Dopo una frequentazione assidua, si è comprato un ‘cabanon‘: “La mia prima casa era larga solo quattro metri, ma la cosa più incredibile è che ero l’unico straniero a Burano. Disegnavo sempre allo stesso tavolo della trattoria da Romano e sono diventato parte della comunità. Ottime persone, che si conoscono da sempre. Sono cugini, fratelli, nonni, colleghi, vivono e lavorano insieme, trascorrono tutto il loro tempo insieme. Per me, un modello di società riuscito”.

Un piccolo capitale umano, quello di Burano e di tutta la Laguna, che andrebbe valorizzato e fatto crescere. Per Starck, è più che un’ambizione “Da qualche anno sto lavorando a un progetto a cui tengo molto: vorrei creare un’’economia dell’intelligenza‘ per rimpiazzare l’economia della stupidità basata solo sul turismo. Venezia è il centro della civiltà occidentale. Grazie al facile accesso all’alta tecnologia e a strumenti di comunicazione di alto livello, può tornare a essere il cervello creativo dell’Europa”.

La sua idea di costruire una “cittadella del pensiero” all’Arsenale non è quindi del tutto archiviata: “Non posso dire molto, ma abbiamo conversazioni aperte con personalità di rilievo proprio per portare a Venezia idee di questo tipo. Con questa città ho un debito e devo pagarlo”. Starck non è l’unico progettista di fama internazionale a voler ricambiare una musa che si chiama Serenissima.

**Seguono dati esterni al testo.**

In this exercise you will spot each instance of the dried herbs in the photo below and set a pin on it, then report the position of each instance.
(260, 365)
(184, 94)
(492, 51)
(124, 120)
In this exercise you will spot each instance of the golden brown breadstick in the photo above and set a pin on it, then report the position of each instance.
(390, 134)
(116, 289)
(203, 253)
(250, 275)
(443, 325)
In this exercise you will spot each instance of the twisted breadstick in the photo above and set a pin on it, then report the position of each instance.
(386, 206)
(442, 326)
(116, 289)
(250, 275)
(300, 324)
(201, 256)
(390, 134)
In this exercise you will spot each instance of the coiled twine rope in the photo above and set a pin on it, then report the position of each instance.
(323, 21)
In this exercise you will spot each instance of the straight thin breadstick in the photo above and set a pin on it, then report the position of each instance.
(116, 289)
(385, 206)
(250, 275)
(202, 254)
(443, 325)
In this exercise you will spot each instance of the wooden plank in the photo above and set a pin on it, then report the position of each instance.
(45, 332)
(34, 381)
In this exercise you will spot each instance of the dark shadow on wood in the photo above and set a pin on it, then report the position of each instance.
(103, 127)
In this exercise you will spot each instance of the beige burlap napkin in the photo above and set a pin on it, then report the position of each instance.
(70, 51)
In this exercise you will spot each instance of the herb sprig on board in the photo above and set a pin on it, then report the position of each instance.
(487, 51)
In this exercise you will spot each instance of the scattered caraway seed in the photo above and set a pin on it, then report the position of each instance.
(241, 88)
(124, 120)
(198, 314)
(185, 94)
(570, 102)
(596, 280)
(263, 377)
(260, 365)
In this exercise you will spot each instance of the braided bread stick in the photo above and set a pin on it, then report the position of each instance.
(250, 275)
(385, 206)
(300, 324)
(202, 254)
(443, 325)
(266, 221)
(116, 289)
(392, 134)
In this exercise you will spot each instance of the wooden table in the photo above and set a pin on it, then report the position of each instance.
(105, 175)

Anche Peter Marino ha preso un impegno con la città dei Dogi. “Il mio amore per Venezia dura da una vita”, racconta. “Sono presidente di Venetian Heritage e sto sponsorizzando il restauro di tre statue dello scultore Antonio Rizzo, uno dei protagonisti del primo Rinascimento veneziano”.

L’organizzazione internazionale non profit, di cui sono membri onorari anche Anish Kapoor, Wes Anderson e James Ivory, ha avviato in Laguna una vasta campagna di restauri, che ha tra l’altro permesso di recuperare le facciate della Chiesa dei Gesuiti e di San Zaccaria.

Le tre statue in marmo bianco di Carrara, Adamo, Eva e Marte, torneranno agli splendori del 1470 grazie a un contributo di 225.500 euro, che Marino dona di tasca propria. Per lui, la storia è materia affascinante. Grande estimatore di Palladio, ha visitato innumerevoli volte le sue ville sul Brenta.

Sul Canal Grande, il Marino architetto ha lasciato il segno a Palazzo Sernagiotto, di cui anni fa ha ristrutturato i primi due piani. Marino-designer, invece, si è messo di recente alla prova con l’arte del vetro. Black Belt, la collezione in edizione limitata realizzata per Venini, aggiunge un nuovo capitolo all’iconografia del marchio. Sono vasi dalle geometrie apparentemente semplici – ovale, quadro, triangolo e otto – percorsi in superficie da spesse fasce di colore nero, da cui il nome ‘black belt’.

A stemperare l’effetto bondage intervengono i colori delicati del vetro (le tonalità sono rosa, verde e tè). Una raffinata provocazione estetica a cui i maestri muranesi hanno fatto da sponda, combinando per la realizzazione dei vasi tre diversi tipi di lavorazione. La tecnica ‘a sbruffo’ e il ‘sommerso’ servono a imprigionare il colore nella trasparenza, mentre le fasce decorative sono applicate a caldo in un terzo passaggio, come una firma incisa sull’opera.

Il vetro d’autore ha ancora molto da dire, Marino ne è convinto: “Carlo Scarpa, Ettore Sottsass, Gio Ponti hanno tutti collaborato con soffiatori veneziani”, ricorda. “Le tecniche sviluppate da Venini a Murano risalgono al XIII secolo. Il marchio ha una lunga storia di lavoro con gli architetti, che ha permesso di realizzare collezioni uniche per ogni designer. Questo è un grande progetto, e lo è stato per me. Con questo approccio, sono sicuro che in futuro ci saranno molte altre entusiasmanti collaborazioni”.

Nel frattempo, dalla fornace si porta via in ricordo “la bellezza e il calore delle fiamme gialle e rosse”. La sua Venezia non ha bisogno di reinventarsi. Deve solo tenere accesa la sua fiamma.